A tugboat with sails makes about as much sense as a Sherman tank with snow tires.

Sails are supposed to be reserved for sleek, trim racing yachts, not homely, steel-bottom work boats that push around barges filled with sludge and garbage.

That, at least, is what Lane A. Briggs, a 47-year-old sea captain, believed until he started fooling around in his tugboat with some old bedsheets and a sky diver's parachute.

Briggs was pulling two pile-driving barges from here to Baltimore one weekend five years ago, when he decided to put up the makeshift sails. "First thing I knew, we was picking up speed," Briggs said.

After five years of experimenting and persuading his banker that he was not crazy, Briggs has launched the Norfolk Rebel -- the first steel-bottomed tug boat in the world especially designed to use sails in addition to its conventional diesel engine.

Briggs, whose reddish beard has been bleached white by two decades on the Chesapeake Bay, smashed a bottle of sourmash whisky on the tug's bow before sliding into into the water last month. "I felt a good hard boat like deserved a good hard whisky," Briggs explained.

Since the price of diesel fuel has become the overwhelming worry of Chesapeake Bay Watermen, the federal government and Norfolk officials say Briggs' sailing tug deserves not only hard liquor, but a hard look. Last week, the National Marine Fisheries Service agreed to give Briggs about $72,000 in federal money to outfit his tug and test it for fuel economy. The state-run Virginia Institute of Marine Science has agreed to do computer studies of the tug's sailing efficiency.

At the tug's christening, which was attended by about 600 people, Norfolk Mayor Vincent Thomas called the Rebel "the greatest thing that's happened to Norfolk since the end of the last yellow fever epidemic (in 1885)."

In a good, stiff wind, the sailing tug should save up to 40 percent in diesel fuel consumption, according to John Luce, who has made some preliminary studies of the craft for the Virginia Institute of Marine Science. If he is correct, the savings on a round trip to Baltimore, for example, could be up to $500 in fuel.

"You've got your brigantine and your barkentine," Briggs said, referring to sailing vessels. "Well, we got out tugantine.''

Briggs, who wears a gold earring in his left ear, has a knack for knowing a good word when he stumbles upon it. He registered his word "tugantine" as a trademark and, through a marina he runs here, has sold more than 2,000 "tugantine" t-shirts.

His son, Jesse, 22, has delivered a tugantine paper at the International Tug Conference in Hamburg, Germany. And Briggs has put together an elaborate plastic-covered fact sheet on his boat, which is still docked in his marina awaiting its sails. The fact sheet includes a "Norfolk Rebel Bibliography," and 17 newspapers and magazine articles that have mentioned his tug.

The captain doesn't mind a little self-promotion. He has an ear for the catchy name, and once he finds one that he likes, he stays with it. Briggs has named nearly everything in his business "Rebel," including his marina, both of his tug boats and his dog.

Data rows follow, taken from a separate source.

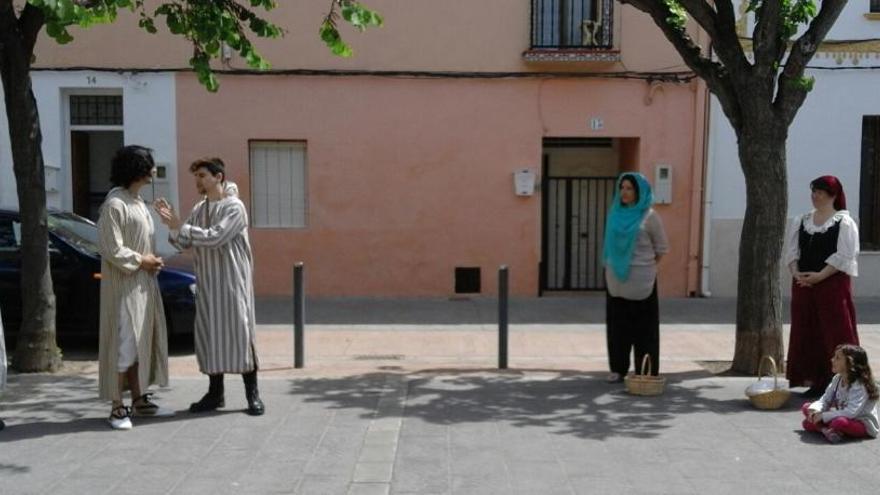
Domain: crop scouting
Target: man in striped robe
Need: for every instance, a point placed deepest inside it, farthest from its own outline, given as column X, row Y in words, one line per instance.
column 216, row 232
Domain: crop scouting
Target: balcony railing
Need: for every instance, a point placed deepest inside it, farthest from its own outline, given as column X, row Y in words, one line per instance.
column 574, row 24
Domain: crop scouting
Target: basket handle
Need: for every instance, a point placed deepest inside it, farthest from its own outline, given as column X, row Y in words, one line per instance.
column 775, row 370
column 647, row 361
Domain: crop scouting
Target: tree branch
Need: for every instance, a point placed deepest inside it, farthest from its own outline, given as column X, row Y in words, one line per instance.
column 726, row 43
column 768, row 44
column 717, row 76
column 791, row 92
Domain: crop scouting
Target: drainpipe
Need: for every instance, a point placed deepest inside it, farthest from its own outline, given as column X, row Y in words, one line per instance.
column 708, row 154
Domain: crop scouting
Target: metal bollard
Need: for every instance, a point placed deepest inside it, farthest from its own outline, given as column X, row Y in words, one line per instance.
column 299, row 315
column 502, row 317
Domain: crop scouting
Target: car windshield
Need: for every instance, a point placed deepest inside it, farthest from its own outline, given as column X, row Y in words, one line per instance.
column 80, row 232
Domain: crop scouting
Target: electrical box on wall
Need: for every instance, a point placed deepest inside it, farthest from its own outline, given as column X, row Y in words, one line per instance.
column 663, row 184
column 524, row 182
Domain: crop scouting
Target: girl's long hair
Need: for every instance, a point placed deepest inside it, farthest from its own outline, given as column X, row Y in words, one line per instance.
column 858, row 369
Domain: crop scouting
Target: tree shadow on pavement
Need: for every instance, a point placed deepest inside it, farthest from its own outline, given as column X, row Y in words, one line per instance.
column 42, row 405
column 565, row 402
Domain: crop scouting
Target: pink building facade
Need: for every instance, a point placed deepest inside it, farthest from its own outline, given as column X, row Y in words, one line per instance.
column 393, row 173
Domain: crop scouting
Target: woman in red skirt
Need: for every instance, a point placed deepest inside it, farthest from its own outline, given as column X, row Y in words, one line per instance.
column 821, row 253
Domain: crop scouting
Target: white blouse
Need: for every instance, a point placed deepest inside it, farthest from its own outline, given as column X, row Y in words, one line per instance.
column 845, row 258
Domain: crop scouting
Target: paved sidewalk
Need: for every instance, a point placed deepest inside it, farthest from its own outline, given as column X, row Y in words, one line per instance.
column 391, row 406
column 426, row 433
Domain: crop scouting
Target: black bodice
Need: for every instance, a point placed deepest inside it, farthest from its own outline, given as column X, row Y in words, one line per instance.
column 816, row 248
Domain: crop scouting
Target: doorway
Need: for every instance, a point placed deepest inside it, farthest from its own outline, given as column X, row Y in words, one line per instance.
column 578, row 186
column 91, row 153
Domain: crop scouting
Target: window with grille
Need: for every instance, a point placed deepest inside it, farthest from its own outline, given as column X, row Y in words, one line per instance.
column 869, row 191
column 96, row 109
column 571, row 23
column 278, row 184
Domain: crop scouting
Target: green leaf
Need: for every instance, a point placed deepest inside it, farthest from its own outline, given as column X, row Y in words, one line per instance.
column 341, row 49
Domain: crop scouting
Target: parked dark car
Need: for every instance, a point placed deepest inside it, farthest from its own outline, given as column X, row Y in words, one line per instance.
column 76, row 272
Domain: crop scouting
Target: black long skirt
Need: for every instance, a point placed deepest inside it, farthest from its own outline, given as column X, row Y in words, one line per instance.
column 632, row 326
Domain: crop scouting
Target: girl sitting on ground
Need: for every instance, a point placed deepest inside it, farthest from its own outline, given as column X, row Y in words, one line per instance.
column 848, row 408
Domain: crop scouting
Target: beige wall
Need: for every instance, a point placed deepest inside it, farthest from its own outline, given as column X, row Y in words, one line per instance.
column 408, row 179
column 460, row 35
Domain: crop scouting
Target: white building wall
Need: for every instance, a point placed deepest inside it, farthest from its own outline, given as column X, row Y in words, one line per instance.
column 149, row 119
column 825, row 138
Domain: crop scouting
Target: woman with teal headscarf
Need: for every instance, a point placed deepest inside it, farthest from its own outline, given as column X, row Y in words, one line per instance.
column 634, row 243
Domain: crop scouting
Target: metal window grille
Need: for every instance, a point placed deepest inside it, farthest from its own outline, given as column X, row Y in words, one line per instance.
column 278, row 184
column 96, row 110
column 571, row 23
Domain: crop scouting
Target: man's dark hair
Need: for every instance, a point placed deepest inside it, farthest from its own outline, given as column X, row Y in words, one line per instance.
column 130, row 164
column 213, row 165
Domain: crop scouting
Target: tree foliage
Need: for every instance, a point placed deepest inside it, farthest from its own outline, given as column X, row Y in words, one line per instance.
column 760, row 84
column 209, row 25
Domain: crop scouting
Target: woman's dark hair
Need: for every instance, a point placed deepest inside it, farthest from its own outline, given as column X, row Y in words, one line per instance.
column 130, row 164
column 634, row 183
column 858, row 369
column 213, row 165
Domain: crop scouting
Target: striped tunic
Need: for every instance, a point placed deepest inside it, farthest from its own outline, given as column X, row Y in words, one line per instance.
column 125, row 233
column 216, row 231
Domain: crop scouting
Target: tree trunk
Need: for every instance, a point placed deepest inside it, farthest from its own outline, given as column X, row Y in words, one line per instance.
column 36, row 349
column 759, row 303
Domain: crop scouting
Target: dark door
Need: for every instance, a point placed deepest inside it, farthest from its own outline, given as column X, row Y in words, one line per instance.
column 574, row 211
column 80, row 173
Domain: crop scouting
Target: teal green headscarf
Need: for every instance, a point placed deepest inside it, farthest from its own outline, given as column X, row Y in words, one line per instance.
column 622, row 226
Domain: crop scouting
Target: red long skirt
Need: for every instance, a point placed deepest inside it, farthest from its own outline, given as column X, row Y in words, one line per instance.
column 822, row 317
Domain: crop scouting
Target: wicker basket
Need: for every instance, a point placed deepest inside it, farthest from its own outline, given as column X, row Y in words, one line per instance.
column 771, row 399
column 645, row 383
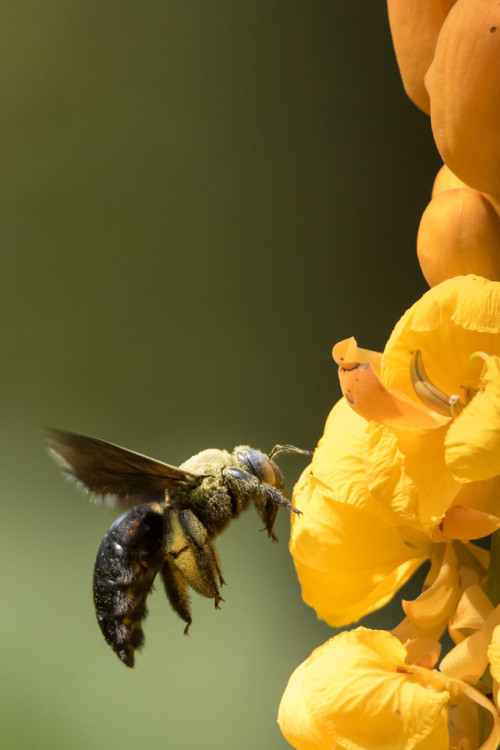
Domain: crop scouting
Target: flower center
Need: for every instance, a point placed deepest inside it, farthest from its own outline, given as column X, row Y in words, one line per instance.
column 432, row 396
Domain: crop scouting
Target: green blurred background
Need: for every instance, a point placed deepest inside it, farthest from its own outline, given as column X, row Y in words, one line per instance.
column 198, row 199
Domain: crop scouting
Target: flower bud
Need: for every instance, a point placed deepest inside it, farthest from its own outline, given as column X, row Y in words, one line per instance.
column 415, row 25
column 459, row 234
column 464, row 88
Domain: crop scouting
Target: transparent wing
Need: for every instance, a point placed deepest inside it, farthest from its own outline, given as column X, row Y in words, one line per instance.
column 108, row 470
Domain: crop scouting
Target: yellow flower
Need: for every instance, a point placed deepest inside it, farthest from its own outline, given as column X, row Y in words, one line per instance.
column 393, row 482
column 446, row 461
column 356, row 691
column 361, row 691
column 349, row 554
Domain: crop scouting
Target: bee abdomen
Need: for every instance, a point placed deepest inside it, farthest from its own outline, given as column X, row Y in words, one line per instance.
column 128, row 559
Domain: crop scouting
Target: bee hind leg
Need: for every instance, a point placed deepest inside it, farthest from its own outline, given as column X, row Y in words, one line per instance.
column 177, row 593
column 191, row 554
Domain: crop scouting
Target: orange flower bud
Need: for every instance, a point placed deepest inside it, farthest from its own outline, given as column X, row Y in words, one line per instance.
column 415, row 25
column 446, row 180
column 464, row 88
column 459, row 234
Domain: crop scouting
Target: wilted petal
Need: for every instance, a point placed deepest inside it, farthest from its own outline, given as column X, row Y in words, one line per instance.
column 367, row 395
column 438, row 601
column 356, row 691
column 471, row 613
column 469, row 658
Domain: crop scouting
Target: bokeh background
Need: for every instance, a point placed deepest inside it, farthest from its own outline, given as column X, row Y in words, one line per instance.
column 198, row 198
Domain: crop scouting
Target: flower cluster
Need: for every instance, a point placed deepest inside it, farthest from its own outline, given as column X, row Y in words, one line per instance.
column 408, row 468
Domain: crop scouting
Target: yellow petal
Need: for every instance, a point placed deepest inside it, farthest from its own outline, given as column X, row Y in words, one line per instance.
column 473, row 440
column 450, row 322
column 349, row 560
column 406, row 472
column 338, row 460
column 437, row 602
column 468, row 660
column 356, row 691
column 472, row 611
column 465, row 523
column 494, row 654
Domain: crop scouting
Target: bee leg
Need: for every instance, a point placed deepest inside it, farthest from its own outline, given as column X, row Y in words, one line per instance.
column 176, row 590
column 192, row 554
column 268, row 501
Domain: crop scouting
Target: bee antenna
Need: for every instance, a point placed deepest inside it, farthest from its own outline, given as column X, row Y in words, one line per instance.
column 288, row 449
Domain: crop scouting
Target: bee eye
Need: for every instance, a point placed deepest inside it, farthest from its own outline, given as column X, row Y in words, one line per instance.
column 258, row 463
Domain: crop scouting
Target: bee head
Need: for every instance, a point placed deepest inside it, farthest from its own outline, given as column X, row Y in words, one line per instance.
column 260, row 465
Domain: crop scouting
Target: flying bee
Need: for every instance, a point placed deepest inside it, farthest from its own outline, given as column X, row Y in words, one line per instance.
column 172, row 516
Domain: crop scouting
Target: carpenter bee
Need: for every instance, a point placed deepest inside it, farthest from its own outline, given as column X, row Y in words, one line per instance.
column 172, row 515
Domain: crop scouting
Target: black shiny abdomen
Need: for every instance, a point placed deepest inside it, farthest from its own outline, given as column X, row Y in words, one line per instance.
column 128, row 559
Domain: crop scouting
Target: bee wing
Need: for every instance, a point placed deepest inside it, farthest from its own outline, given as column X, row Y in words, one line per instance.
column 106, row 469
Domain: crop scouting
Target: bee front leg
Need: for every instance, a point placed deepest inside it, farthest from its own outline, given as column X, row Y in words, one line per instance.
column 191, row 554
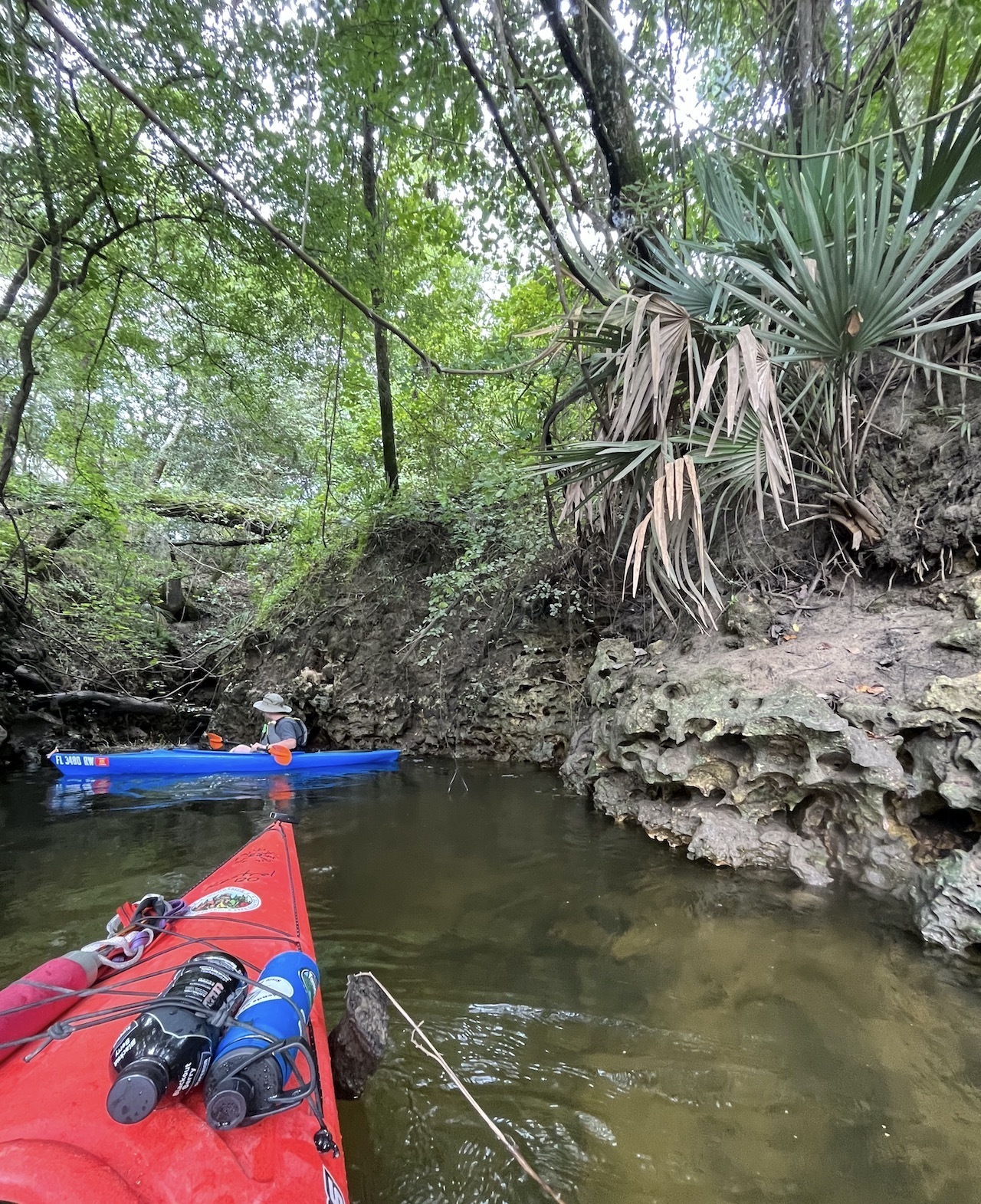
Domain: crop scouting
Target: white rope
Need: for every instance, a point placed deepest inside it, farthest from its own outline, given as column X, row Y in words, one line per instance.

"That's right," says Briggs the son of a North Carolina dirt farmer turned tugboat master. "Everything with me is Rebel." Indeed, the whisky bottle he bashed on the bow of his tug was labeled "Rebel Yell," the only brand that Briggs claims to drink.

Briggs makes no apologies for trying to attract attention to himself and his boat. "If you have a dream, you have to get the peoples' attention."

The dream for which Briggs has successfully attracted attention is a 51-ft. long, 66,000 pound tug that will be powered by a set of sails that will be attached to two masts and a 320 horsepower diesel engine, when the winds are low. The masts are short so they can fit under all the bridges in the Intercoastal Waterway.

When the Norfolk Rebel is ready for work, probably sometime late this summer, Briggs says he'll use it for salvage, towing and commercial fishing. What will he do it he's pulling a barge into the wind?

"I'll take down the sails," said Briggs. "Obviously, you can't use the sails with a lead wind and you can't tack into the wind when you're pulling a barge. But we figure we can use the sails about 60 to 70 percent of the time on the bay."

With 1,048 square feet of sails and a 30-mile-an-hour wind, the Virginia Institute of Marine Science has estimated the tug can save up to six gallons of diesal fuel an hour. The tug would normally use about 12 gallons an hour.

Clifford Hubbard, a longtime by sailor and maritime writer for The Virginian-Pilot, calls Briggs' idea "an authentic first" and says he's surprised no one else ever came up with the idea before.

"There's a lot of going for this tugantine besides fuel (savings)," Briggs said. He claims a tug with sails rides smoother in rough water, that an engine will last longer and that there's always the "come-home capability." By that, Briggs means that if his engine conks out or he runs out of diesel fuel, he can sail home -- if the wind is blowing.